Description: Ocean acidification (OA) and organic matter enrichment (due to coastal eutrophication) could act in concert to shift coral reef carbonate sediments from a present state of net calcification to a future state of net dissolution, but no studies have examined the combined effect of these stressors on sediment metabolism and dissolution. This study used 22-hour incubations in flume aquaria with captive sediment communities to measure the combined effect of OA and organic matter (OM) enrichment, on coral reef sediment gross primary productivity (GPP), respiration (R), and net calcification (Gnet). Relative to control sediment communities, both OA ( 1000 µatm) and OM enrichment (+ 40 µmol C/L) significantly decreased rates of sediment Gnet by 98% and 15% mmol CaCO3/m**2/h, respectively , but the mechanism behind this decrease differed. The OA-mediated transition to net dissolution was geochemical, as rates of GPP and R remained unaffected and dissolution was solely enhanced by a decline in the aragonite saturation state (Omega arg) of the overlying water column. In contrast, the OM-mediated decline in Gnet was due to a decline in GPP/R, thereby biologically reducing overlying seawater Ωarg due to the increased respiratory addition of CO2. The decrease in Gnet in response to a combination of both stressors was additive (- 10% relative to OA alone) but this decrease did not significantly differ from the effect of OA alone. In this study OA was the primary driver of future carbonate sediment dissolution, but longer-term experiments with chronic organic matter enrichment are required.
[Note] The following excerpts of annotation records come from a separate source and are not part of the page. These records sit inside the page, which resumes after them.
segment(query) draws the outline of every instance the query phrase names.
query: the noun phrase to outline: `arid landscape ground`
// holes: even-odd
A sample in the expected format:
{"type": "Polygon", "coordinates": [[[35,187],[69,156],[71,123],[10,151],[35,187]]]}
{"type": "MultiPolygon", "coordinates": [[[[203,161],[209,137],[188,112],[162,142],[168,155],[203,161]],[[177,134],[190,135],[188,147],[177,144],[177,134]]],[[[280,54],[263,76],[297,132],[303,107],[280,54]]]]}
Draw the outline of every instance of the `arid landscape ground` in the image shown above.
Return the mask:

Description: The interaction between current flow and topography (e.g., surface ripples) in shallow, permeable coral reef carbonate sediments establishes pressure gradients that increase the rate of sediment-water solute exchange relative to fluid shear along a flat bottom. It is currently unknown how this effect from surface ripples will modify the rate at which the sediment porewater is exposed to future chemical changes in the overlying water column, such as elevated pCO2 that is causing ocean acidification (OA). To address this question, this study used a series of 22-hour incubations in flume aquaria with permeable calcium carbonate sediment communities and examined the interactive effect of pCO2 (400 and 1000 µatm) and surface topography (flat and rippled sediments) on carbonate sediment metabolism and dissolution. According to dissolved oxygen optode image analysis, the presence of surface ripples increased the oxygenated area below the sediment surface by 295% relative to flat sediments. This was reflected in the sediment-to-water column fluxes of dissolved oxygen, where rippled sediments exhibited rates of respiration (R) and gross primary production (GPP) that were ~ 45% and ~ 50% higher, respectively, than flat sediments. An increase in pCO2 shifted the sediments in the flat flumes from net calcifying (Gnet 〉 0) to net dissolving (Gnet 〈 0), an effect that was amplified an additional ~ 60% in rippled sediments. These results suggest that current estimates of coral reef carbonate sediment Gnet may be underestimating the dissolution response to OA where the carbonate sediment environment exhibits ripples in the topography.